Robert’s head snapped to the side from the force of the bullet, his brain matter now decorating the nearby wall. The man quickly retrieved the flash drive Robert had prepared and stuffed it into his pocket before grabbing the hard copies of the documents and leaving.

“and….access granted.” The man mocked as he shut the door behind him and made his way out of the now abandoned compound.

He would have to thank Greg for this later. This compound would come in quite handy for them in the future.

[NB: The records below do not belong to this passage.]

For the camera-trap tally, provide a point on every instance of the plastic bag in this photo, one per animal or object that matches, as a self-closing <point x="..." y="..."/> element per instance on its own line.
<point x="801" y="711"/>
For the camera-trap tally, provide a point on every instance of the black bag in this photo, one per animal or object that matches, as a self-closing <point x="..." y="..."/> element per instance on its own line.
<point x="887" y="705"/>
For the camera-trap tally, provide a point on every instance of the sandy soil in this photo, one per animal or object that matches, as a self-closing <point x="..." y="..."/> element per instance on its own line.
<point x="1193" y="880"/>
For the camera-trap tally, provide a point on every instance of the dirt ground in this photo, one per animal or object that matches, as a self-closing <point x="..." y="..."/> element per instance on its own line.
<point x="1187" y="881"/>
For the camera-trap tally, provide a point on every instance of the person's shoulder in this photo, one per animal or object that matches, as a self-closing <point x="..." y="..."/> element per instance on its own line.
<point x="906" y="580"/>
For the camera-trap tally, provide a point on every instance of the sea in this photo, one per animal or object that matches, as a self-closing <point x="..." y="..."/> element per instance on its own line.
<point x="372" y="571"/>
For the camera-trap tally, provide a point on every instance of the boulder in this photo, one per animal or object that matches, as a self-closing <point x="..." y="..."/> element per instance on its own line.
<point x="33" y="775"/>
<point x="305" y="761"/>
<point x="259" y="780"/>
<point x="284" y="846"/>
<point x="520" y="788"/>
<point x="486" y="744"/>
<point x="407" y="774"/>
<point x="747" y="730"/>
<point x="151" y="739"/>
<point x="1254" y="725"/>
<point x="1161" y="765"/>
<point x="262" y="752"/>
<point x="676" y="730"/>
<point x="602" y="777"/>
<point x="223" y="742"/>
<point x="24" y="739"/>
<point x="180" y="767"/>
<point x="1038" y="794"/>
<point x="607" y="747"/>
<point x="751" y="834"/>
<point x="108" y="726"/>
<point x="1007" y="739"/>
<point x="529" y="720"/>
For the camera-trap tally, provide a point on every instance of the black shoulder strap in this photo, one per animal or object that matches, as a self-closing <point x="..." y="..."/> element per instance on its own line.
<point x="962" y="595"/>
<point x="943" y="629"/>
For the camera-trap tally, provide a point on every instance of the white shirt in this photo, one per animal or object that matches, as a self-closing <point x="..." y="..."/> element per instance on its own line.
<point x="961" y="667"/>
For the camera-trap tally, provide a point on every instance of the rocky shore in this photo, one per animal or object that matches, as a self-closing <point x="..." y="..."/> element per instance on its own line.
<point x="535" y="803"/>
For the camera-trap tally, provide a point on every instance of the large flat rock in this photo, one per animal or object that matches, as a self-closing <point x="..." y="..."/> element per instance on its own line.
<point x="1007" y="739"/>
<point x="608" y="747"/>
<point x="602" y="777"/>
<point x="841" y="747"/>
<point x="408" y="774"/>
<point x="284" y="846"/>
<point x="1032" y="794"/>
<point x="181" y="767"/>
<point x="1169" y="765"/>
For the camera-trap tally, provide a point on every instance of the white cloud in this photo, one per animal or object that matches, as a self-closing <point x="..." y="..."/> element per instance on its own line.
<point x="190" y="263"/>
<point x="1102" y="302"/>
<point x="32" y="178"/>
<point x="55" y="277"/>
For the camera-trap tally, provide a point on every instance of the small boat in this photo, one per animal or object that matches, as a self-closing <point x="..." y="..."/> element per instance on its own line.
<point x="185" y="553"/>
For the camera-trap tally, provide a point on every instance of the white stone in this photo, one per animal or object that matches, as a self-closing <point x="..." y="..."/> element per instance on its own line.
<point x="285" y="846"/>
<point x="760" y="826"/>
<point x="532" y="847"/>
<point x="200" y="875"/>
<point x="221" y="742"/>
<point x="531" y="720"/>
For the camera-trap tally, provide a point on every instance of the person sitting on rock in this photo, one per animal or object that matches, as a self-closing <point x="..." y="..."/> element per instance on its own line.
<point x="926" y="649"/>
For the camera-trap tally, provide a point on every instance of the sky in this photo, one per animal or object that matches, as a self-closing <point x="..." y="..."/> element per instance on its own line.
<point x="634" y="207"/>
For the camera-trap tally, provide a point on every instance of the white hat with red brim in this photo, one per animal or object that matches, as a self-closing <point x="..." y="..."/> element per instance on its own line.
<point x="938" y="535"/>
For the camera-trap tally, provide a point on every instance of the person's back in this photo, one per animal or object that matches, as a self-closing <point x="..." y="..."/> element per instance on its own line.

5 Common Squat Problems and How to Fix Them - Image


Over the next few days, New Beginnings and it’s members did the world a favor by committing mass suicide. The reasoning was that they didn’t want to live in a world without Steve, and therefore intended to follow him to the grave.

No efforts to stop them were made, not that it would have done any good even if anyone had thought to try.

A few months later, a new religious sect called the Church of Apophis came into existence. While it started off small, over the years it grew in size and influence.

Eventually it was as large as some of the older religions like Catholicism or Islam.

They worshiped the ancient Egyptian God of Chaos, Apophis, along with Steve as a prophet. They believed that one day Apophis would return to Earth with Steve at his side to destroy everything.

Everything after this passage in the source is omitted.